On 28 July 1945, 20-year-old Betty Lou Oliver plunged 75 storeys (around 300 m or 1,000 ft) in an elevator down New York City’s Empire State Building, after an American B-25 bomber plane crashed into it. Betty’s descent down what was then the world’s tallest building ended in the basement, where she had to be cut out of the mangled elevator.
Miraculously, Betty didn’t die, although she did suffer a broken neck, back, and pelvis.
The catastrophe was caused by 27-year-old Lieutenant Colonel William F. Smith, a decorated fighter pilot who had served in the war in Europe, which had been over for almost three months. He was carrying out a basic mission, transporting army personnel from Massachusetts to Newark Metropolitan Airport in New Jersey, but once he got to New York he made a fatal error. The city was swept with thick fog, and rather than turning left after the Chrysler Building, Smith mistakenly turned right, bringing him directly over midtown Manhattan.

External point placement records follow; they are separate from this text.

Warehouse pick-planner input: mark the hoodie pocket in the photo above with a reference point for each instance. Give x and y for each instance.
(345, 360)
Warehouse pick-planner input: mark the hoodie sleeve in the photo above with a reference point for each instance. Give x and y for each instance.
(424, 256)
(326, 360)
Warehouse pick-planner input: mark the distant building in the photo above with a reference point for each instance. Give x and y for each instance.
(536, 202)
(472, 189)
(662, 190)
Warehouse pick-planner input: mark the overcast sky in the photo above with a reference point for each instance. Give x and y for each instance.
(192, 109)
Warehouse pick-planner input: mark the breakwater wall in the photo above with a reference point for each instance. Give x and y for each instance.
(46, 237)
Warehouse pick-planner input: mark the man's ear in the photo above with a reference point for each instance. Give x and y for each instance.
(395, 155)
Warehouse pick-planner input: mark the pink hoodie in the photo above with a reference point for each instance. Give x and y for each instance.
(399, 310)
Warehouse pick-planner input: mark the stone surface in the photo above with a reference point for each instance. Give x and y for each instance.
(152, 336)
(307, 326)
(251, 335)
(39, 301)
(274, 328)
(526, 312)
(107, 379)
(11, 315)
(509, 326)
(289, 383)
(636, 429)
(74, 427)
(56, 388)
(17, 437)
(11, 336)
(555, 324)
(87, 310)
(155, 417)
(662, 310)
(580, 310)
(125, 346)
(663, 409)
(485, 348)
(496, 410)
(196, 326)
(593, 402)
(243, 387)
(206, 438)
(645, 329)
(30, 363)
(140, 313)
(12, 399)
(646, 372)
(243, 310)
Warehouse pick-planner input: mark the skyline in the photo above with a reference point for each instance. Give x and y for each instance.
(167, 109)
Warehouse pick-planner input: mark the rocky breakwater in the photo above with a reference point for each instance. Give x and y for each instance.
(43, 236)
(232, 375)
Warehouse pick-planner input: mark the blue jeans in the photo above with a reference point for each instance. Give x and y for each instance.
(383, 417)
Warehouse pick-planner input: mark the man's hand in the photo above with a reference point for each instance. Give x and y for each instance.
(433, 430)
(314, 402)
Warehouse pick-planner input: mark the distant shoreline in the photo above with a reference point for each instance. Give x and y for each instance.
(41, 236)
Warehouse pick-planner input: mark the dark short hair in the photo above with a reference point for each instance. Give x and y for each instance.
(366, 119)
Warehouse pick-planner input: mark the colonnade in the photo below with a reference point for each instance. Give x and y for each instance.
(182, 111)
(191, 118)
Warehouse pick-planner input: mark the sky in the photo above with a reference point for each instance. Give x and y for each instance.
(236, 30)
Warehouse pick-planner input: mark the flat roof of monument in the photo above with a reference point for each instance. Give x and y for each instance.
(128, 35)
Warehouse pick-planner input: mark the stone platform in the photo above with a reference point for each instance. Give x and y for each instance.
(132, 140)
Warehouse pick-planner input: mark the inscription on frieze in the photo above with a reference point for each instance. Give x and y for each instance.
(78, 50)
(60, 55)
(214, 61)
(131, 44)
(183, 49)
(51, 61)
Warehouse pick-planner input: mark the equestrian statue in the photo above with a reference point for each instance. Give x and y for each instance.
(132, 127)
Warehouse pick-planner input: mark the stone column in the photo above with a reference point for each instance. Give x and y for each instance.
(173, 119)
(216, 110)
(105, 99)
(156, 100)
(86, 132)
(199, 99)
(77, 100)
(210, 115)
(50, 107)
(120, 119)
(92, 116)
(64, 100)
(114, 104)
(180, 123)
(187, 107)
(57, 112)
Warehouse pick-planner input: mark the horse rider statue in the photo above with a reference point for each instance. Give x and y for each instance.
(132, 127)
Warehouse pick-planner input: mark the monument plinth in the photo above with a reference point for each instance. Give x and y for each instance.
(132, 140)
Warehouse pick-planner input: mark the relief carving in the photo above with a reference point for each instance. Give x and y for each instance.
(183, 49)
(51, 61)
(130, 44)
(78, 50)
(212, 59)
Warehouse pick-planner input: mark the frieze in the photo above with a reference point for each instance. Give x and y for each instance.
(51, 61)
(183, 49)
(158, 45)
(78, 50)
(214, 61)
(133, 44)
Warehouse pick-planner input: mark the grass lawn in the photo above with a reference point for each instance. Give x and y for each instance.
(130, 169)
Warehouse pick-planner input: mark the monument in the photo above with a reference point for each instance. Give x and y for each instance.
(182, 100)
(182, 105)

George A. Mount, a manager at the elevator company who inspected the site afterwards, said the elevator shaft’s concrete floor was “crushed like an eggshell”. All six cables to which the cab was attached were snapped, and the automatic braking cable was also destroyed, meaning it fell without any braking system at all.
What likely saved Betty’s life was the elevator being slowed down by air pressure within the relatively airtight shaft, in addition to the impact at the bottom being cushioned by severed cables piling up in a spring-like spiral on the floor.